Prediction Phase in the trajectory generation of cars

1.Introduction to Prediction

To understand what the prediction does, imagine at T-shaped intersection. You are a self-driving car that has just pulled up to the stop sign. You want to turn left but your sensors notice another vehicle coming from the left. At this point, you as a human probably know the green vehicle will do one of two things,

Either it will go straight
Or it will go right.

Let's say that at this point, the green vehicle starts slowing down and moving right in the lane.Well, you probably know that they are turning right which means it is safe for you to go left. By making a successful prediction, you were able to make a decision that got you to your destination safely and efficiently and what makes prediction interesting but also challenging is that it is inherently multi-modal.

A good way of thinking about what that means is to think of how you would answer the question "Where is the green car likely to be in five seconds?" If we try to come up with the probability distribution, we would see that it has multiple peaks or moats. If the car is going straight, then the car is likely to be somewhere here (see gif) but if the car turns right, then it's more likely to be here(see gif).

In general, the way we think about handling multi-modal uncertainty is by maintaining some beliefs about how probable each potential mode is. Initially, if we just see this green car coming from far away, those beliefs could be initialized using some prior knowledge about this intersection (see gif at time step 0).

In this case, let's say that car generally goes straight at this intersection.But as we continue watching the car we may notice that it is slowing down. Since this behavior is more consistent with turning right, the probability of turning right increases(see gif at time step 3). And then, at the next timestep, we might notice that the car has already started turning right which again increases the probability of turning right. And as we keep observing, we continue updating our belief based on new evidence until eventually we can predict with high certainty that the vehicle is turning right at this intersection.

The responsibility of the prediction module is to do the following:

We take as input a map of the world and data from sensor fusion
As output we generate some predictions of the future state of all the vehicles and other moving objects in the vicinity of our vehicle.

Typically, these predictions are represented by a set of possible trajectories like that two dotted arrows emanating from the green car in this scenario and an associated probability for each trajectory.

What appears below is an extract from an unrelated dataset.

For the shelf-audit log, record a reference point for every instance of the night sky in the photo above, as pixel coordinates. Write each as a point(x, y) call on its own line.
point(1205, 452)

Before we get into the details, let me explain what we are going to discuss in this repository.

First, we'll go through a brief overview where you will learn a bit more about the inputs and outputs to prediction.

Next, we will talk about how prediction is actually done.

We will discuss the two main classes of prediction techniques:model-based approaches and data-driven approaches. Model-based approaches use mathematical models of motion to predict trajectories and data-driven approaches rely on machine learning and examples to learn from (trajectory clustering will be expalined).

Then, we will dig into model-based approaches where I will introduce process models as a mathematical technique for modelling various maneuvers like lane changes, vehicle following, etc and introduce multi-modal estimators as an effective technique for handling the uncertainty associated with prediction, namely, the uncertainty about which maneuver an object will do in a particular situation.

Finally, we will dive deep into hybrid approaches which use data and process models to predict motion through a cycle of intense classification where we try to figure out what a driver wants to do and trajectory generation where we try to figure out how they are likely to do it.

We will end by implementing an algorithm called Naive Bayes to predict the motion of a car at a T-shaped intersection like the one you just saw.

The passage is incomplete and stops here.